Quando um proprietário de terras processou o Estado da Carolina do Sul e o proprietário de terras a montante, Naturaland Trust, no final de 2013, a American Whitewater e o clube local Foothills Paddling Club juntaram-se ao processo para ajudar a defender o direito de navegar no rio. Nathan Galbreath atuou como nosso advogado pro bono, com a assistência de Jeff Harris, ambos do escritório de advocacia Nelson & Galbreath, LLC.

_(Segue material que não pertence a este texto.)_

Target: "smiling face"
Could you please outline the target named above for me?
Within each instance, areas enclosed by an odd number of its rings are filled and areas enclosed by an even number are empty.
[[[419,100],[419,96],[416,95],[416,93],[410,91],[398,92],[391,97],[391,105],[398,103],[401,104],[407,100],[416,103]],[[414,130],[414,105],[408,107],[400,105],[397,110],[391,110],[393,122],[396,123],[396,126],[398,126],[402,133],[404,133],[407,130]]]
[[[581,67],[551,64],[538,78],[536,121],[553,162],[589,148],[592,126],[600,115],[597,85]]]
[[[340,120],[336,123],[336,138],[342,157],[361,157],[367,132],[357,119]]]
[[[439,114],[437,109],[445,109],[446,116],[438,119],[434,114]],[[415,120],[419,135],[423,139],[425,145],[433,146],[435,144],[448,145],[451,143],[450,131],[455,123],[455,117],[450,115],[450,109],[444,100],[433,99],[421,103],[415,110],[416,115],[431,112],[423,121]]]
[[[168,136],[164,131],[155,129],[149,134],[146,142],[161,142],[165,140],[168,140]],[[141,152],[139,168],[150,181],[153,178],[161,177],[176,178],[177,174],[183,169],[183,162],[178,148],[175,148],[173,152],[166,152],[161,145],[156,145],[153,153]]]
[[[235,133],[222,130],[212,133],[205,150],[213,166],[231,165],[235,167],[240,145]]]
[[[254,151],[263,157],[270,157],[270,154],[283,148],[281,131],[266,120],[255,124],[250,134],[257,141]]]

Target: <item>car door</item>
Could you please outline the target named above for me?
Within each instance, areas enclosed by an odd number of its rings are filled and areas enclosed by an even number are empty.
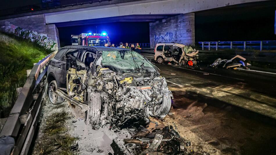
[[[164,47],[164,55],[166,58],[171,57],[172,56],[172,46],[165,45]]]
[[[78,50],[76,49],[69,49],[66,52],[67,53],[69,52],[76,51],[74,53],[77,56],[78,51]],[[60,61],[58,61],[56,65],[55,71],[55,76],[57,81],[58,87],[64,88],[66,88],[66,60],[65,59],[65,54],[61,58]],[[74,55],[74,56],[75,56]]]
[[[47,71],[48,75],[53,74],[54,75],[56,68],[57,67],[57,64],[58,62],[60,61],[61,58],[68,50],[68,48],[60,48],[59,50],[55,57],[50,62]]]

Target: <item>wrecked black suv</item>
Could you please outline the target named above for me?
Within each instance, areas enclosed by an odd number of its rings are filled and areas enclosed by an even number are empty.
[[[49,98],[55,104],[65,99],[76,117],[95,129],[130,119],[148,124],[150,116],[167,115],[173,97],[157,69],[128,49],[65,46],[48,67]]]

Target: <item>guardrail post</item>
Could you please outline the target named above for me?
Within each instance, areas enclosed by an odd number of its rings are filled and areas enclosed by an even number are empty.
[[[216,42],[216,51],[218,51],[218,42]]]
[[[243,51],[245,51],[246,48],[246,42],[243,42]]]
[[[211,48],[210,46],[210,42],[208,42],[208,48],[209,49],[209,51],[210,51],[210,50],[211,49]]]
[[[261,51],[263,50],[263,41],[261,41],[260,43],[260,51]]]

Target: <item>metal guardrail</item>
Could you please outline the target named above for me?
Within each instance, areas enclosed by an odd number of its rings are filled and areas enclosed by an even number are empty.
[[[218,55],[224,55],[225,52],[223,51],[199,51],[199,57],[213,57],[214,55],[218,56]],[[261,52],[257,53],[255,52],[245,52],[243,51],[236,51],[232,55],[233,57],[236,55],[240,55],[245,57],[248,61],[263,62],[276,62],[276,53]],[[218,57],[217,58],[218,58]]]
[[[196,45],[200,47],[202,50],[233,49],[244,51],[247,49],[261,51],[276,50],[276,41],[199,42],[196,43]]]
[[[34,65],[0,132],[0,137],[10,136],[14,138],[15,144],[11,154],[28,153],[48,89],[47,66],[54,55],[52,53]],[[19,117],[26,114],[29,114],[27,120],[21,124]]]

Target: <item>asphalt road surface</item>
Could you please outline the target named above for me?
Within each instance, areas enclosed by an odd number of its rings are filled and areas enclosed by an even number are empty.
[[[196,152],[276,154],[276,75],[155,64],[174,97],[170,113],[163,121],[151,119],[158,122],[157,127],[175,125]],[[107,126],[96,131],[83,122],[70,124],[71,135],[80,138],[80,154],[113,154],[110,145],[113,140],[126,154],[139,152],[135,146],[123,142],[137,129],[110,130]],[[148,129],[152,130],[155,125],[151,123]]]
[[[275,73],[155,64],[173,95],[167,122],[205,142],[198,149],[207,143],[219,154],[276,154]]]

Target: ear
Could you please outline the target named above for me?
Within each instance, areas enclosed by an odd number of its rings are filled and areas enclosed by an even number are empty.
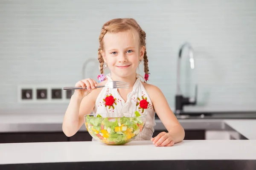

Nathan e Jeff coordenaram a coleta de inúmeros vídeos de pessoas remando em Blythe Shoals em vários níveis e os apresentaram ao tribunal como prova, juntamente com declarações juramentadas assinadas pelos remadores. Quando os proprietários de terras obtiveram uma declaração juramentada alegando que o rio era intransitável em canoa, Kevin Colburn, da AW, e o canoísta Chris Loomis fizeram um vídeo de uma descida de canoa despreocupada. Como se viu, criar e apresentar vídeos de remadas como prova foi uma estratégia eficaz. A decisão do Tribunal citou essa prova como comprovação definitiva da navegabilidade.

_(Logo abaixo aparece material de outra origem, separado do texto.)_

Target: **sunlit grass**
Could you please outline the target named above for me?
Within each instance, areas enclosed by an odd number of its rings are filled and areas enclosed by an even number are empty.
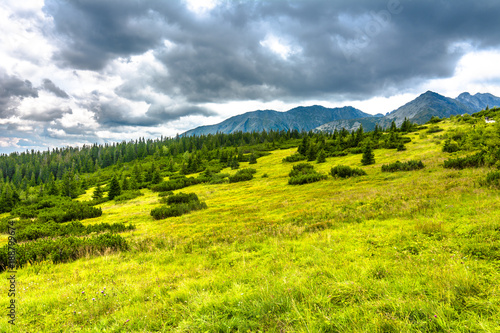
[[[500,196],[477,183],[488,169],[442,168],[443,132],[421,133],[408,135],[406,151],[375,150],[374,165],[361,166],[361,155],[311,162],[367,176],[290,186],[293,164],[282,159],[296,149],[277,150],[250,166],[251,181],[176,191],[196,193],[206,210],[155,221],[158,196],[146,189],[103,203],[84,223],[136,225],[122,234],[132,250],[19,270],[16,329],[498,331]],[[381,172],[396,160],[426,167]],[[15,331],[7,320],[0,330]]]

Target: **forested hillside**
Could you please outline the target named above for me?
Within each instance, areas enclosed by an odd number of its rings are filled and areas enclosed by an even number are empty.
[[[486,118],[1,156],[19,332],[494,331]]]

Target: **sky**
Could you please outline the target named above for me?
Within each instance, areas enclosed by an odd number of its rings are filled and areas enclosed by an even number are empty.
[[[2,0],[0,154],[500,96],[498,0]]]

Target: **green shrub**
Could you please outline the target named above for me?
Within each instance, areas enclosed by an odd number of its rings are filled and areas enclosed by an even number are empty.
[[[349,152],[353,155],[363,154],[363,147],[349,148]]]
[[[229,176],[230,183],[237,183],[253,179],[253,175],[257,172],[255,169],[247,168],[238,170],[234,175]]]
[[[201,182],[201,180],[194,177],[188,178],[184,175],[172,175],[170,176],[170,180],[151,185],[150,189],[153,192],[175,191],[180,190],[181,188],[199,184]]]
[[[450,139],[445,140],[443,144],[443,152],[445,153],[454,153],[459,151],[460,147],[456,142],[452,142]]]
[[[432,134],[432,133],[438,133],[438,132],[442,132],[442,131],[443,131],[443,129],[441,127],[436,126],[436,125],[432,125],[432,126],[429,126],[426,133]]]
[[[407,162],[396,161],[391,164],[382,165],[382,172],[396,172],[396,171],[412,171],[423,169],[424,163],[422,161],[411,160]]]
[[[439,118],[438,116],[432,116],[432,118],[427,123],[428,124],[437,124],[441,121],[443,121],[443,119]]]
[[[500,170],[488,172],[481,185],[500,188]]]
[[[62,236],[84,236],[91,233],[102,233],[109,231],[112,233],[133,230],[135,226],[132,224],[126,226],[123,223],[99,223],[84,226],[79,221],[73,221],[67,224],[55,223],[49,221],[47,223],[32,222],[29,225],[18,226],[16,239],[18,241],[32,241],[45,237],[62,237]]]
[[[194,210],[206,209],[207,204],[199,201],[190,201],[188,203],[178,203],[172,206],[161,206],[151,210],[151,216],[155,220],[165,219],[167,217],[181,216]]]
[[[196,193],[177,193],[167,197],[167,203],[169,205],[178,203],[188,203],[190,201],[200,201]]]
[[[351,168],[346,165],[337,165],[330,170],[333,177],[349,178],[356,176],[365,176],[366,172],[359,168]]]
[[[288,174],[289,177],[296,177],[304,175],[307,173],[316,172],[314,171],[314,166],[309,163],[299,163],[292,167],[292,170]]]
[[[132,200],[144,195],[141,191],[124,191],[119,196],[115,197],[116,202]]]
[[[444,161],[443,166],[447,169],[477,168],[484,165],[484,155],[484,152],[479,152],[467,157],[450,158]]]
[[[151,216],[155,220],[167,217],[181,216],[193,210],[207,208],[207,204],[200,202],[196,193],[177,193],[160,199],[161,203],[166,203],[161,207],[151,210]]]
[[[289,185],[310,184],[326,179],[326,175],[318,173],[314,170],[314,166],[308,163],[294,165],[288,175],[290,176]]]
[[[326,179],[326,175],[320,173],[307,173],[298,176],[291,177],[288,179],[289,185],[303,185],[318,182],[320,180]]]
[[[70,262],[87,255],[102,255],[108,251],[126,251],[127,241],[113,234],[102,234],[88,238],[63,237],[55,240],[39,239],[13,246],[17,268],[27,263],[51,260],[53,263]],[[0,248],[0,272],[8,267],[9,245]]]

O Tribunal também confirmou e reiterou mais de um século de jurisprudência que assegura que a navegabilidade não depende do uso comercial, do tamanho da embarcação, da circulação em ambos os sentidos, do uso efetivo, da facilidade de uso, da segurança de uso, do uso em todos os níveis de água ou do uso em todos os trechos. Em vez disso, o Tribunal concluiu claramente que “o padrão de navegabilidade se baseia no potencial para qualquer uso público, seja ele comercial ou recreativo”.
Gostaríamos de agradecer a todos que contribuíram, incluindo nossa equipe jurídica pro bono da Nelson & Galbreath, o Estado da Carolina do Sul e a Naturaland Trust, que defenderam os direitos de recreação pública, todos os remadores que enviaram evidências de suas descidas em Blythe Shoals e o Foothills Paddling Club.